- Danville Location in Mississippi Danville Location in the United States
- Coordinates: 34°49′30″N 88°32′17″W﻿ / ﻿34.82500°N 88.53806°W
- Country: United States
- State: Mississippi
- County: Alcorn
- Elevation: 472 ft (144 m)
- Time zone: UTC-6 (Central (CST))
- • Summer (DST): UTC-5 (CDT)
- GNIS feature ID: 706842

= Danville, Mississippi =

Danville is a ghost town in Alcorn County, Mississippi, United States.

The first non-Indian settlement in what was then Tishomingo County, Danville was destroyed by the Union Army during the American Civil War.

==History==

The settlement was located along Reynoldsburg Road, which ran from a location near present-day Tupelo, Mississippi, north to Reynoldsburg in central Tennessee.

Originally called Troy, the settlement was located in Tishomingo County (Alcorn County was not formed until 1870).

Troy was the first non-Indian settlement in Tishomingo County, and was founded by John Rives and Mr. Fitz, who opened a store there.

Troy had an abundance of freestone water, which enabled a tannery, and a licensed whisky distillery, to establish there.

The first circuit court in Tishomingo County was held in a small log house in Troy.

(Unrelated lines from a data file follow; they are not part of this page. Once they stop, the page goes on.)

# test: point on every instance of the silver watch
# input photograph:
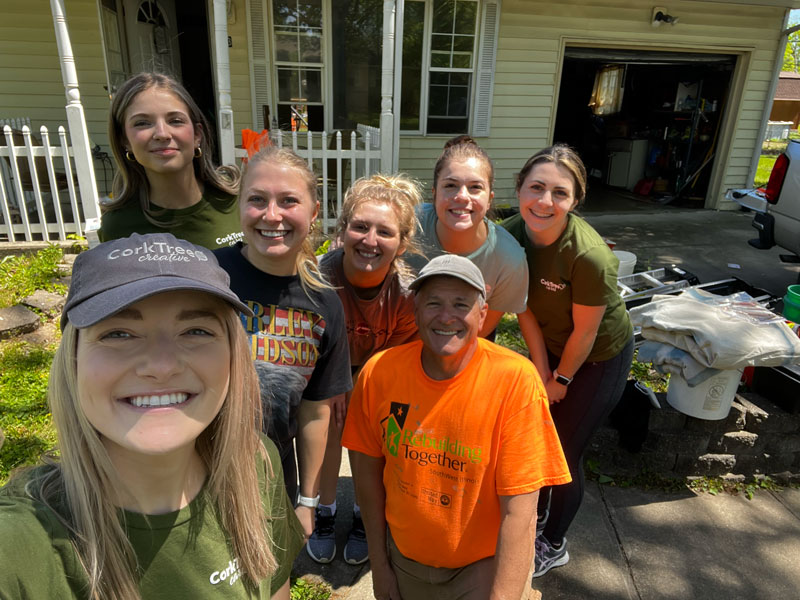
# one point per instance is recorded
(308, 502)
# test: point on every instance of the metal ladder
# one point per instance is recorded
(637, 288)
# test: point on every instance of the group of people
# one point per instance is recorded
(204, 385)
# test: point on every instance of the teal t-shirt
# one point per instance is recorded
(213, 222)
(578, 268)
(500, 259)
(183, 554)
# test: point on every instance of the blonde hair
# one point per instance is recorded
(130, 179)
(86, 478)
(398, 191)
(306, 262)
(560, 155)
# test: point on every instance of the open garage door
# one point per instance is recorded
(647, 123)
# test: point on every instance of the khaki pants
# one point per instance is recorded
(417, 581)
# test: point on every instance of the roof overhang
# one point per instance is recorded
(779, 3)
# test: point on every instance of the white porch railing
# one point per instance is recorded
(338, 166)
(38, 192)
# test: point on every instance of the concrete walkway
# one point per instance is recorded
(630, 544)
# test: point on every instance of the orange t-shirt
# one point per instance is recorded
(452, 447)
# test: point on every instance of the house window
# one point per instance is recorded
(356, 59)
(298, 36)
(112, 42)
(439, 50)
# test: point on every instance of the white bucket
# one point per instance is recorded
(627, 262)
(710, 400)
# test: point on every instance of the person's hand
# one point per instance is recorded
(555, 391)
(306, 517)
(339, 411)
(384, 582)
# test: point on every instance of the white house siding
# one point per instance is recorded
(531, 41)
(240, 70)
(30, 71)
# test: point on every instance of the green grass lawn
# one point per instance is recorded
(765, 164)
(24, 415)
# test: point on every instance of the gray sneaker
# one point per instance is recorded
(541, 521)
(355, 550)
(321, 546)
(548, 556)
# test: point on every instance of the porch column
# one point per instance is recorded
(387, 81)
(76, 122)
(223, 71)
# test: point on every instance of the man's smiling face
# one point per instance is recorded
(449, 313)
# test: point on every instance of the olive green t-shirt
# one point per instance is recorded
(578, 268)
(213, 222)
(183, 554)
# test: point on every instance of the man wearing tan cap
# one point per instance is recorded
(452, 439)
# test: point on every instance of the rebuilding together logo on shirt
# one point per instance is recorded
(423, 448)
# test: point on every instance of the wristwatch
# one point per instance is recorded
(562, 379)
(308, 502)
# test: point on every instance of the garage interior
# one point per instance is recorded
(655, 145)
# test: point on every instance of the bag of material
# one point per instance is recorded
(719, 332)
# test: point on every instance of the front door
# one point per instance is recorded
(153, 36)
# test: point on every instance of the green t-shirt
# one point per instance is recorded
(578, 268)
(183, 554)
(213, 222)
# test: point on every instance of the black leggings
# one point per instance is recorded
(593, 393)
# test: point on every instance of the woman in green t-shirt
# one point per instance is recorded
(166, 180)
(163, 487)
(573, 298)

In 1838, the New Hope Presbyterian Church was organized in a schoolhouse near Troy. The church cemetery, now called Old Danville Cemetery, has markers dating to the 1830s.

The settlement was renamed "Danville" when the post office was established, because a post office named Troy already existed in Mississippi.

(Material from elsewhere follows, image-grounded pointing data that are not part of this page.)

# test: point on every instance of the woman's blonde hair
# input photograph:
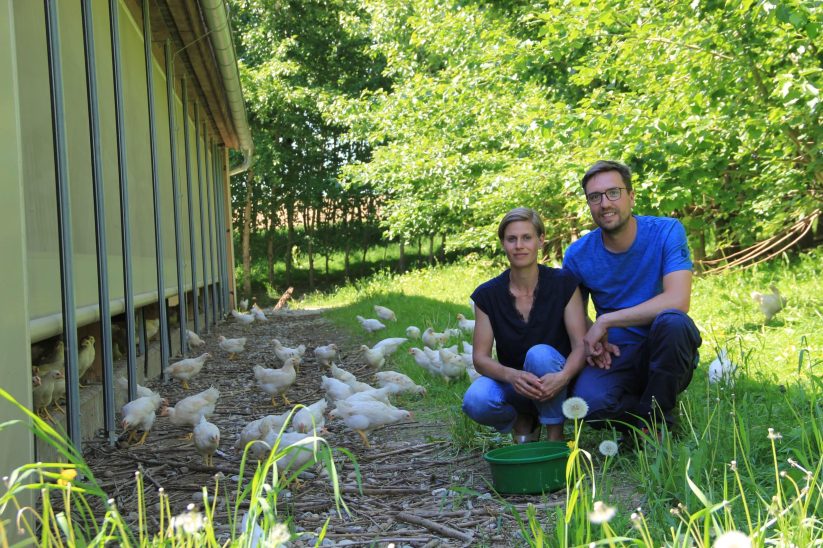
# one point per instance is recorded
(521, 214)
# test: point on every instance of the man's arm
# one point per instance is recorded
(677, 290)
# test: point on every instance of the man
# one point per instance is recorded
(642, 348)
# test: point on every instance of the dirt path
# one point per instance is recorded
(416, 489)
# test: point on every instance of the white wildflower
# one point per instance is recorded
(601, 513)
(732, 539)
(608, 448)
(189, 522)
(575, 408)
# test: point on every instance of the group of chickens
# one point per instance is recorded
(359, 406)
(435, 357)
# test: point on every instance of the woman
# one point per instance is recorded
(535, 316)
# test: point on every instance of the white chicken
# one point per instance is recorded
(258, 429)
(400, 380)
(769, 303)
(722, 369)
(467, 326)
(244, 319)
(188, 411)
(152, 328)
(232, 346)
(324, 355)
(85, 356)
(139, 415)
(283, 353)
(385, 314)
(370, 324)
(193, 340)
(311, 418)
(275, 382)
(422, 359)
(335, 389)
(206, 440)
(432, 339)
(187, 369)
(258, 313)
(389, 346)
(374, 358)
(365, 416)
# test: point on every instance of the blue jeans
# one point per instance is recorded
(497, 404)
(644, 381)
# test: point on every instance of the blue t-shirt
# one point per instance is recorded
(546, 325)
(621, 280)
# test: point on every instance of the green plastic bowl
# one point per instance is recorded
(538, 467)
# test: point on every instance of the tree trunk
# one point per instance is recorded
(247, 236)
(270, 252)
(289, 238)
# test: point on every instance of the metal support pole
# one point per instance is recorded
(64, 228)
(221, 230)
(200, 200)
(99, 223)
(155, 181)
(224, 207)
(209, 150)
(195, 292)
(178, 238)
(123, 176)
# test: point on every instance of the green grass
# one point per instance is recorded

Danville was incorporated in 1848.

The population reached a peak of 150, and Danville had blacksmith shops, four or five businesses, a two-story inn, a Masonic Temple, a school, an Indian trading post, and several saloons.

==Decline and destruction==
Prior to the Civil War, the Mobile and Ohio Railroad was completed to the nearby towns of Corinth and Rienzi, undermining Danville's early prosperity and leading some Danville businesses to move to the new railway towns.

During the Civil War, the Union Army needed timber to erect a stockade and soldiers' quarters at Camp Davis, located about 3 mi north of Danville, across the Tuscumbia River. Danville was shelled and its residents told to leave, after which its log homes and buildings were dismantled and moved to Camp Davis.

Danville still had a post office by the early 1900s, though nothing was left of the settlement.

==Notable people==
- A. B. Dilworth, member of the Mississippi House of Representatives (1846–50), Secretary of State of Mississippi (1855-60), and State Auditor of Mississippi (1861–62).
- Cody Fowler, member of the Mississippi House of Representatives.